The study links this phenomenon to modal underdetermination, the philosophical claim that available evidence may be insufficient to determine which of several possible worlds is actual. In machine learning, the training data function as finite evidence. Within that constraint, multiple internally coherent structures can coexist.

The author introduces the idea of statistical plenitude to describe this condition. Not all logically conceivable worlds become statistically embodied in data-driven models. Optimization constraints, inductive biases, and computational limits restrict which possibilities are learnable. Yet within that restricted space, plurality remains pervasive.

Training dynamics further complicate the picture. Early stopping, regularization choices, and stochastic gradient descent trajectories can trap models in distinct parameter basins. Small differences in initialization or mini-batch sampling may nudge the optimizer toward structurally different solutions that nonetheless achieve similar empirical loss.

This suggests that model selection is not merely technical tuning. It is a process of metaphysical selection among rival algorithmic realities.

Ethical stakes in a plural algorithmic landscape

If multiple models are equally supported by data yet diverge in their causal or counterfactual predictions, choosing one for deployment becomes an ontological commitment.
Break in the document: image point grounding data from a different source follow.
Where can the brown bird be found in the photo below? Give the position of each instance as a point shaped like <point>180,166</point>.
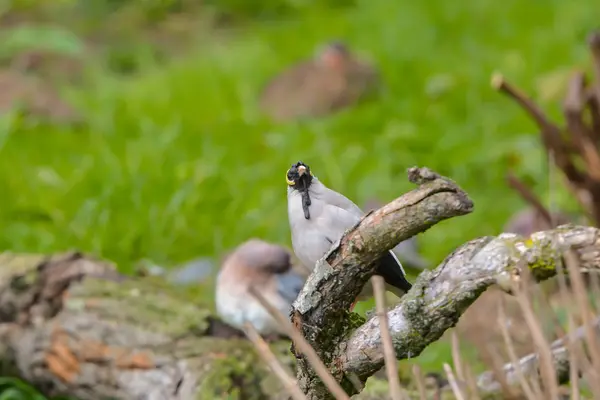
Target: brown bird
<point>332,80</point>
<point>267,267</point>
<point>530,220</point>
<point>33,97</point>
In high-stakes domains such as credit scoring, medical triage, hiring, or criminal justice, this choice determines which causal narrative will shape decisions and outcomes.

Traditional fairness metrics often evaluate a single model against criteria such as demographic parity or equalized odds. The author argues that fairness must also account for world-level divergence. Two models with similar predictive performance may allocate risks and benefits differently across populations when subjected to interventions.
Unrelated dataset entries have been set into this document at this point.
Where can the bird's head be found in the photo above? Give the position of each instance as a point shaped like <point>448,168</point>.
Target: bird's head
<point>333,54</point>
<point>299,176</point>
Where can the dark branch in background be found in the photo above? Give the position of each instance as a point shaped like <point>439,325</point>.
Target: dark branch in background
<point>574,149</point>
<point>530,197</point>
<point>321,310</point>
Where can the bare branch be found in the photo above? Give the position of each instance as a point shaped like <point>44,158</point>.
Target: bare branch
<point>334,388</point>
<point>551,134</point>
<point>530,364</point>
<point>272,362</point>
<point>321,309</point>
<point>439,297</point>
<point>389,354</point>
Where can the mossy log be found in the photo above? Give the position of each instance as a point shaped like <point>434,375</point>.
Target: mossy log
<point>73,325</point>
The paper proposes that governance frameworks should become multiverse-aware. Instead of collapsing uncertainty into a single selected model, systems could retain ensembles of plausible causal graphs and evaluate decisions across them. Actions could be assessed according to their performance under a distribution of admissible worlds rather than a single assumed ontology.

This approach aligns with decision theory under uncertainty but extends it to structural uncertainty at the level of causal topology. It also calls for new interpretability tools capable of conveying not only parameter uncertainty but world uncertainty.

The study introduces the notion of world-switching remedies. If an adverse outcome arises under one model, and an alternative admissible model would have avoided that outcome without significant performance loss, redeploying the alternative becomes a feasible corrective action. In such cases, fairness is not merely about reweighting samples or adjusting thresholds. It is about selecting among competing metaphysical packages embedded in parameter space.

At a philosophical level, the findings challenge traditional scientific realism, which equates explanatory success with approximate truth. When multiple incompatible explanations succeed equally well, explanatory power alone cannot justify ontological privilege. Structural realism may survive only by focusing on invariant relations shared across models rather than committing to any single mechanism.

The study also acknowledges limits. Causal discovery is computationally hard, and enumerating all admissible worlds scales poorly with dimensionality. Optimization artifacts and human design biases shape which worlds become learnable. Early data streams can anchor model exploration, leading to evidential lock-in. Communication challenges arise when stakeholders must interpret layered causal narratives rather than a single definitive explanation.

The author notes that algorithmic pluralism is not a temporary anomaly but a structural feature of modern machine learning. Predictive fit identifies membership within a credibility-filtered manifold of models. It does not identify a unique world.